Um dia depois da queda do Estado Novo (1937-1945) em 29 de outubro de 1945, foi promovido a vice-almirante, sendo nomeado chefe do EMA em novembro seguinte, para substituir o vice-almirante Américo Vieira de Melo (1941-1945). Como tal, passou a integrar o Conselho de Segurança Nacional, a Comissão de Coordenação das Forças Armadas — da qual foi vice-presidente — e a Comissão de Estudos da Segurança Nacional, as duas últimas pertencentes ao conselho. Em abril de 1946 foi nomeado membro da comissão responsável pela reorganização do Conselho de Segurança Nacional e pela criação do Estado-Maior Geral das Forças Armadas, integrada ainda pelos chefes de Estado-Maior do Exército, da Aeronáutica e do Gabinete Militar da Presidência da República. Foi ministro interino da Marinha substituindo o vice-almirante Jorge Dodsworth Martins, de maio a junho de 1946. Neste último mês foi exonerado do comando do EMA, por haver solicitado transferência para a reserva remunerada, sendo substituído pelo vice-almirante Sílvio Noronha.

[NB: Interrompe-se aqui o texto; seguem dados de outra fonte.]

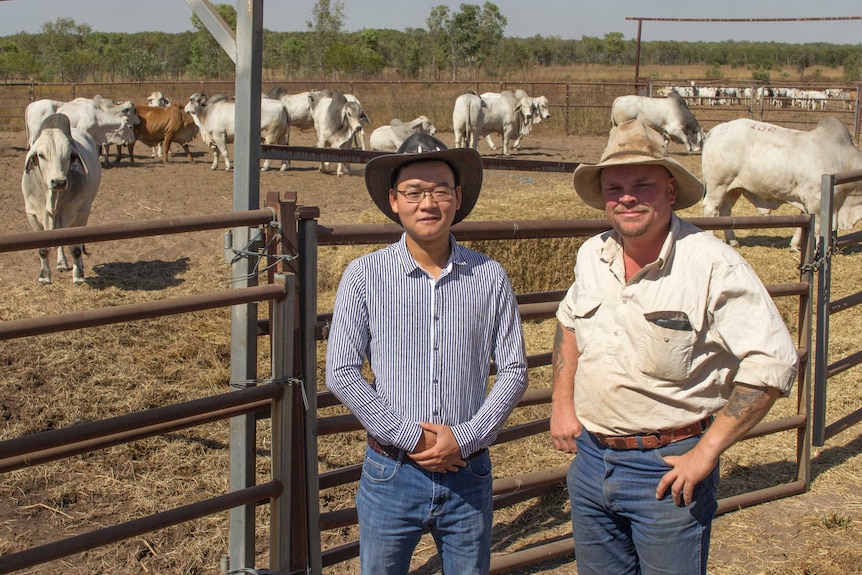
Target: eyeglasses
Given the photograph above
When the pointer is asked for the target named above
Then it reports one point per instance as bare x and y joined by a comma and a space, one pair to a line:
414, 196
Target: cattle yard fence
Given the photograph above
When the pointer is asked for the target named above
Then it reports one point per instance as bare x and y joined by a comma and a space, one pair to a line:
577, 108
829, 245
296, 327
542, 306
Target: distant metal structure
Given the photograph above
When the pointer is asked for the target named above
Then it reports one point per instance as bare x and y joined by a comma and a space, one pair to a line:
641, 20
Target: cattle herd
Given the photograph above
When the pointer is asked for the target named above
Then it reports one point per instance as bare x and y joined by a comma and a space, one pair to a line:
768, 164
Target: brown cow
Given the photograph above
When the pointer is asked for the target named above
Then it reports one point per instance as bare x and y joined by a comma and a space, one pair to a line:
162, 126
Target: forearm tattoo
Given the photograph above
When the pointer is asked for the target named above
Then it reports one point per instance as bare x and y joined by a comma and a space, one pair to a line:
743, 401
559, 359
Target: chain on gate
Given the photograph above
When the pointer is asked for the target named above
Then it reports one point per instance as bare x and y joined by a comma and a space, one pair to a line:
819, 257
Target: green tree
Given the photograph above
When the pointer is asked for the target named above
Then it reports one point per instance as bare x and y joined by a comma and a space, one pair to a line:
852, 68
139, 65
437, 23
473, 35
328, 20
63, 50
16, 64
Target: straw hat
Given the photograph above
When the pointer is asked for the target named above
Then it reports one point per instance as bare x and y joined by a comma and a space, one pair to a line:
466, 164
634, 142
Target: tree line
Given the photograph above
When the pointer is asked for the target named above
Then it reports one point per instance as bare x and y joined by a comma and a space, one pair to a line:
467, 44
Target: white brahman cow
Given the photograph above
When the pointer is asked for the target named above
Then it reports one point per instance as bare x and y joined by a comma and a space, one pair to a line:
670, 116
771, 165
540, 109
389, 138
216, 120
336, 121
504, 115
62, 174
468, 116
297, 106
35, 113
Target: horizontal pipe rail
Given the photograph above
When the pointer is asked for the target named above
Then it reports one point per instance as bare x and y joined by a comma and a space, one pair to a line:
126, 230
842, 424
533, 229
844, 364
93, 539
847, 177
848, 240
533, 555
83, 437
784, 424
314, 154
845, 303
761, 496
136, 311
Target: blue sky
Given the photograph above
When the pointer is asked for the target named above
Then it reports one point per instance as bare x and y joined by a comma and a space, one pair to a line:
568, 19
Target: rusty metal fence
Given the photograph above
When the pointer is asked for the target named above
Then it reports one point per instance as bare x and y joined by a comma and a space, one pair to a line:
296, 518
275, 397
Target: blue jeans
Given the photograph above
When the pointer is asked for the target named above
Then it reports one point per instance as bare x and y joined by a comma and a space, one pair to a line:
398, 500
620, 527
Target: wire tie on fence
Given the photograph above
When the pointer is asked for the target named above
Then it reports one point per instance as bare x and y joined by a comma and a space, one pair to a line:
819, 259
296, 381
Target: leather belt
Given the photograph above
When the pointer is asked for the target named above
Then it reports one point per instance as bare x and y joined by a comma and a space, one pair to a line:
394, 453
647, 441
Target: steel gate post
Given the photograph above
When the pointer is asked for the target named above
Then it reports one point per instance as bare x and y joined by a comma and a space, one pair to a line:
281, 338
824, 281
308, 325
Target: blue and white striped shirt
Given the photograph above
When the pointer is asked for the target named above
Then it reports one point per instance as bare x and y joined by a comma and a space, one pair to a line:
429, 344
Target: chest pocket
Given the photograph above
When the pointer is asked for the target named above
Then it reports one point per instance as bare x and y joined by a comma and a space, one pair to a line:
585, 320
667, 346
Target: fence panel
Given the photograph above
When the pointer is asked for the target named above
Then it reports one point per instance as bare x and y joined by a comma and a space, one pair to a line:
275, 397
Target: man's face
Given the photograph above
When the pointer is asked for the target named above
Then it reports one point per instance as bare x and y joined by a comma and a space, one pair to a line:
638, 199
429, 219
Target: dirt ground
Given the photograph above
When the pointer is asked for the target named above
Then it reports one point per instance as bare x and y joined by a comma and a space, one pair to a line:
814, 533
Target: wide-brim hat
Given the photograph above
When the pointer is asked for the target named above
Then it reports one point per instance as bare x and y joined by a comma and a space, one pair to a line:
634, 142
466, 164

Em agosto de 1947 foi nomeado assessor técnico da delegação do Brasil junto à Organização das Nações Unidas (ONU), exercendo essa função até setembro de 1949. Em outubro foi promovido a almirante-de-esquadra, na reserva remunerada, e em novembro retornou ao Brasil. Promovido a almirante em fevereiro de 1952, foi reformado nesta patente em outubro desse mesmo ano, por ter atingido a idade-limite para permanência na reserva remunerada. Foi ainda diretor-geral da Armada, membro do conselho da Ordem do Mérito Naval e do conselho do Mérito de Guerra.

Faleceu no Rio de Janeiro no dia 2 de novembro de 1962.

Era casado com Maria Mercedes Carneiro Leão Neiva.

 

 

FONTES: CONSULT. MAGALHÃES, B.; CORRESP. SERV. DOC. GER. MAR.; Encic. Mirador; FICHÁRIO PESQ. M. AMORIM; MIN. MAR. Almanaque (1946); SERV. DOC. GER. MARINHA; SILVA, H. 1942.